Objective: The purpose of this study was to perform a muscle function path analysis of muscle function on myofascial meridians.

Method: Seven male students (mean age: 22 ± 3.46 years; mean mass: 72.71 ± 8.19 kg; mean height: 174 ± 4.39 cm) without a history of musculoskeletal system symptoms or injuries were recruited for this study. The measurement muscle of the myofascial line was selected along with the muscle presented in "anatomy trains (Thomas W. Myers. 2014)", and the attachment of the surface EMG (Telemyo 2400T G2, USA) pad was determined according to "EMG analysis (Kim Tae Wan et al., 2013)". The subjects underwent maximum volumetric contraction of their fascia line end muscles three times in lying and standing postures and were subjected to the maximum number of contractions of the myofascial line muscle three times in the lying and standing postures. The sampling rate of the EMG signal was set to 1,000 Hz, and the bandwidth was 20 to 350 Hz. The activity of each muscle was quantitated using the Pearson correlation coefficient, and SPSS 22.0 was used for data analysis.

Results: In myofascial meridians, a positive correlation in the myofascial connection and a negative correlation in the mechanical connection were observed.

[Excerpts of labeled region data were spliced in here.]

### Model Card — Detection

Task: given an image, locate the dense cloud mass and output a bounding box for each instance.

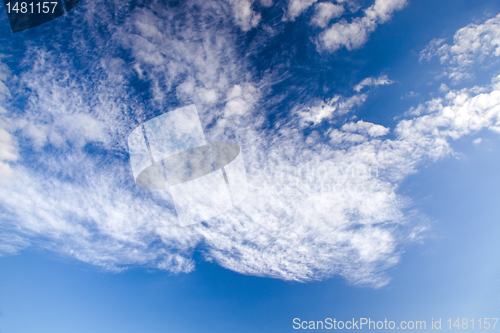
[0,0,500,287]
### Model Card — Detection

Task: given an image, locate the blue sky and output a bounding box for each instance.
[0,0,500,332]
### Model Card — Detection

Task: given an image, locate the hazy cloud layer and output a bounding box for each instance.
[0,1,500,287]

Conclusion: Muscles that show significant contract correlations with one another may be expected to be used as an effective clinical marker in muscle strengthening or relaxation therapy, and rehabilitative training. In this study, the correlation of total myofascial meridians may differ without consideration of functional posture. Future studies need to consider these points.



Keywords



Muscle activity Myofascial meridian Myofascial connection



INTRODUCTION

Studies on individual muscle exercise have attempted to evaluate muscle exercises on the basis of the new concept of myofascial continuity. Myofascial continuity can be defined as a connection between two structures that are aligned in the same direction within a myofascial webbing (Myers, 2009). Wilke and Banzer (2017) found that the range of motion of the neck increases in the sagittal plane following the stretching of the muscle triceps surae (calf's ms.) and hamstring. Weisman et al. (2014) revealed muscle contraction correlations by using electromyography (EMG) of muscles along the back side of the body [superficial back line, Myers (2001)]. In addition, Huijing (2007) reported cases of epimuscular myofascial force transmission. This fascial webbing is associated with the widespread motor system of fibrous connective tissues, and transfers an impact to distal structures (Wike, Krause, Vogt and Banzer, 2016).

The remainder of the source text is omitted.